Can I show you to my frien—
And never show me to anyone else or tell anyone else about me. This diary is illegally-enchanted—I used a plethora of forbidden magic to spell it into what it is now. If it is discovered, then not only will it be confiscated, but you could face discipline as well for having not turned me in as soon as you found me. In fact, this diary should have never fallen into anybody's hands. How did you find it?
—Okay, nevermind. It was stuffed inside a schoolbook I bought today from Diagon Alley. I dunno how it got there though.
How strange. Luckily it was you who found it and not a Ministry official. Since you mention schoolbooks from Diagon Alley, I assume you are a student at Hogwarts?
I'm entering, actually. The school year hasn't started yet—September 1st is in two weeks, so I'll be a first-year then. You know, it'll be the 1992-1993 school year. Isn't that insane? If you went to school in the 1940s, that means you're basically fifty years older than me. Wait, doesn't that mean you're probably still alive? The real you?
Unfortunately, no. I was getting to this part. You see, I charmed this diary to only activate if I die so that my legacy can live on through it.
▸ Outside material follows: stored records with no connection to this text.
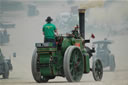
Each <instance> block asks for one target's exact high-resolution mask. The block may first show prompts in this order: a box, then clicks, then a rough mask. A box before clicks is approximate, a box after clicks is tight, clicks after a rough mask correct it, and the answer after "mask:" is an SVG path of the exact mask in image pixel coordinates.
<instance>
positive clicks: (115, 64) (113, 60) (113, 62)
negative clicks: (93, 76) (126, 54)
mask: <svg viewBox="0 0 128 85" xmlns="http://www.w3.org/2000/svg"><path fill="white" fill-rule="evenodd" d="M109 64H110V71H115V67H116V64H115V58H114V55H111V56H110V58H109Z"/></svg>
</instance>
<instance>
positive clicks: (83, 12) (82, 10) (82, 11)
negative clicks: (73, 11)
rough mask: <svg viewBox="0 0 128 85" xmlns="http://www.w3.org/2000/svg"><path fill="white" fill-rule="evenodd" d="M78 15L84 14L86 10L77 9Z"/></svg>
mask: <svg viewBox="0 0 128 85" xmlns="http://www.w3.org/2000/svg"><path fill="white" fill-rule="evenodd" d="M78 10H79V13H85V11H86V9H78Z"/></svg>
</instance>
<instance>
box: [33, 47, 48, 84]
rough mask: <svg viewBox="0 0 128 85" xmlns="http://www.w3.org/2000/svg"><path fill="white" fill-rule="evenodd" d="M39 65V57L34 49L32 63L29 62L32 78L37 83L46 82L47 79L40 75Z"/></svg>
mask: <svg viewBox="0 0 128 85" xmlns="http://www.w3.org/2000/svg"><path fill="white" fill-rule="evenodd" d="M39 63H40V62H39V57H38V55H37V49H35V50H34V52H33V56H32V62H31V68H32V75H33V78H34V80H35V81H36V82H38V83H42V82H48V80H49V78H48V77H45V76H42V75H41V73H40V68H39Z"/></svg>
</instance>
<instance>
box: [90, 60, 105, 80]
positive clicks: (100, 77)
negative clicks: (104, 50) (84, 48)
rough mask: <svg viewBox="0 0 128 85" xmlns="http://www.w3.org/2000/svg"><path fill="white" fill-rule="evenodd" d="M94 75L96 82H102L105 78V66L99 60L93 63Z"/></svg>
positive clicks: (93, 69) (93, 76)
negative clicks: (98, 81) (101, 81)
mask: <svg viewBox="0 0 128 85" xmlns="http://www.w3.org/2000/svg"><path fill="white" fill-rule="evenodd" d="M92 73H93V77H94V79H95V81H101V79H102V76H103V66H102V63H101V61H100V60H99V59H97V60H95V61H94V62H93V66H92Z"/></svg>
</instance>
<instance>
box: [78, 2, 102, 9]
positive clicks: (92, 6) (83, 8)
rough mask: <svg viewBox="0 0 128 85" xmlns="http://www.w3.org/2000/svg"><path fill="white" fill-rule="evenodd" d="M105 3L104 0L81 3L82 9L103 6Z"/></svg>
mask: <svg viewBox="0 0 128 85" xmlns="http://www.w3.org/2000/svg"><path fill="white" fill-rule="evenodd" d="M103 5H104V1H103V0H89V1H88V3H87V4H80V8H81V9H88V8H95V7H102V6H103Z"/></svg>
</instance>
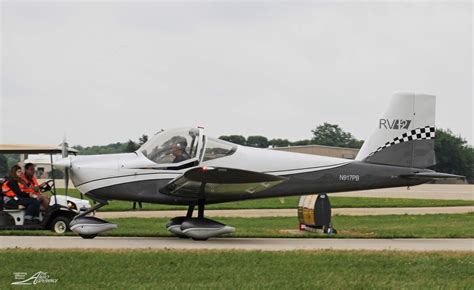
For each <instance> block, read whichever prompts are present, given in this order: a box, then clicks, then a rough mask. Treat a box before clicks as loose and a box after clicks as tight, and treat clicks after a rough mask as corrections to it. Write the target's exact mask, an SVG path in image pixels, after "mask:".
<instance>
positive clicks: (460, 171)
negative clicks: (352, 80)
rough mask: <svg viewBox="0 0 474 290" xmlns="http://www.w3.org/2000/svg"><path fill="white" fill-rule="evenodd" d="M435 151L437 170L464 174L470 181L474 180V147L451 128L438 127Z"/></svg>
mask: <svg viewBox="0 0 474 290" xmlns="http://www.w3.org/2000/svg"><path fill="white" fill-rule="evenodd" d="M435 153H436V166H435V169H436V171H438V172H445V173H451V174H459V175H464V176H466V179H467V181H468V182H469V183H473V182H474V172H473V171H474V168H473V163H474V148H473V147H472V146H469V145H468V144H467V141H466V140H465V139H463V138H462V137H460V136H456V135H454V134H453V132H451V131H450V130H449V129H448V130H443V129H437V130H436V138H435Z"/></svg>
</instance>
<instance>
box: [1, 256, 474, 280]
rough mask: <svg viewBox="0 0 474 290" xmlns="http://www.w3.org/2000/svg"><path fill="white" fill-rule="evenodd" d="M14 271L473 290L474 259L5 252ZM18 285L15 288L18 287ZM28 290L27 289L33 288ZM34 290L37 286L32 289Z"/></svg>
mask: <svg viewBox="0 0 474 290" xmlns="http://www.w3.org/2000/svg"><path fill="white" fill-rule="evenodd" d="M0 256H1V258H0V259H1V261H2V271H0V288H1V289H10V288H11V289H16V288H18V286H16V285H10V283H11V282H13V281H14V278H13V273H14V272H26V273H28V277H29V276H30V275H32V274H34V273H36V272H38V271H43V272H47V273H48V275H49V276H50V278H51V279H58V281H57V283H55V284H37V285H35V288H36V287H40V288H43V287H44V288H46V287H47V288H51V289H102V288H113V289H157V288H160V289H209V288H220V289H222V288H224V289H256V288H259V289H260V288H264V289H328V288H332V289H433V288H435V289H473V288H474V280H473V279H472V277H473V276H474V266H473V265H474V254H473V253H447V252H445V253H411V252H410V253H407V252H364V251H358V252H355V251H313V252H309V251H294V252H274V253H272V252H256V251H252V252H242V251H175V250H157V251H154V250H139V251H130V250H128V251H90V250H86V251H45V250H43V251H33V250H8V251H0ZM15 286H16V287H15ZM26 287H28V286H26ZM30 287H31V286H30Z"/></svg>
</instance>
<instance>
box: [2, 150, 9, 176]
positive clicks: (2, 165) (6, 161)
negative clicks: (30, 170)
mask: <svg viewBox="0 0 474 290" xmlns="http://www.w3.org/2000/svg"><path fill="white" fill-rule="evenodd" d="M8 169H9V168H8V160H7V158H6V157H5V155H3V154H0V178H2V177H4V176H6V175H8Z"/></svg>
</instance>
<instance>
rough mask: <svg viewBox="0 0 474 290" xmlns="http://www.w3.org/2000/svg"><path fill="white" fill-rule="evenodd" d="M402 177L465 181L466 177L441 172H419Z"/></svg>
mask: <svg viewBox="0 0 474 290" xmlns="http://www.w3.org/2000/svg"><path fill="white" fill-rule="evenodd" d="M400 177H405V178H411V179H464V178H466V177H465V176H462V175H455V174H448V173H440V172H435V171H433V172H419V173H414V174H407V175H401V176H400Z"/></svg>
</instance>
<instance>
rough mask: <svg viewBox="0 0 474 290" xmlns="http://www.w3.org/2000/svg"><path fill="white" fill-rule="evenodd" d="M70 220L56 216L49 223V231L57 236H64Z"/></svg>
mask: <svg viewBox="0 0 474 290" xmlns="http://www.w3.org/2000/svg"><path fill="white" fill-rule="evenodd" d="M70 222H71V219H70V218H68V217H66V216H58V217H57V218H55V219H54V220H53V222H52V223H51V230H52V231H53V232H55V233H57V234H64V233H65V232H67V231H69V230H70V229H69V223H70Z"/></svg>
As you are currently writing in here and I am replying back to you, then the living me must have passed away. Do not try looking for or into me.
Oh, that's too bad. Um, do I say "I'm sorry" or something now? I'm not really sure how to deal with a kind of–living diary person who just found out that real-life him died. Are you in mourning? Do you even have feelings?
Thank you, but there is no need to worry about me. It is unfortunate that my living counterpart is dead, but it gave way to the dormant magic of this diary activating, so I cannot be completely upset. But enough about me—tell me more about you, Ginny. How are you feeling now that you are close to starting at Hogwarts?
Sooooo nervous. SOOOOO NERVOUS. I'm excited, of course, but it's so much more nerve wracking to think about! I used to look forward to the day I turned eleven so I could go to Hogwarts, but now I'm just anxious. You know, I've never stayed overnight anywhere but in my own home! I probably won't be able to sleep the first week. And what if I don't make any friends? I don't get how some people can just go up to others and make friends right away.
If you would like, Ginny, you could bring me along with you and write to me whenever you feel nervous or lonely. I can be your friend.
Really? Are you being serious? Or are you just saying that because you're pitying me?
No, truly. I would not mind at all. In fact, it is nice to be able to converse with someone after so many years. I would like to keep talking to you.
Well, in that case. . . . I will! Oh Tom, thank you! You have no idea how much stress was just lifted off my shoulders! I was so nervous that I'd get lonely at school and wouldn't make any friends and would have no one to talk to because the only people I know are my brothers and some of their friends and they're all older than me and in different classes so if I don't make any new friends in my year then I won't have anyone to really talk to and I can be shy at first but I have so much to say!
Clearly.
Ha-ha, funny. But really, thanks. I can't wait to tell you all about my first day at school! Also, if you were curious about what the big thing that happened during the party Mum and Dad threw for Fred and George—they're two of my brothers if you haven't realized that by now—for their ninth birthdays, it was that they sabotaged their own cake and injected it with Babbling Beverage before serving the first slice to our crabby Auntie Muriel—she's a horror—and causing her to jabber for a whole hour afterwards about a lot things I wish I'd never heard. She never came over again.
That . . . is interesting. Fred and George sound like quite the pranksters. I do not mean to digress, but who is Celestina Warbeck? You sarcastically mentioned her a few minutes ago, and I do not think I know who she is.
Oh, just this singer my mum's obsessed with. Dunno why—she sounds like a croaking vulture when she sings. . . .
— — — — —
*Author's note: I'm still writing Parallel of course, but I thought I'd start this fun little fic and write for it whenever I want to write something that's a bit more lighthearted (unless this somehow leads into an actual plot. . . .).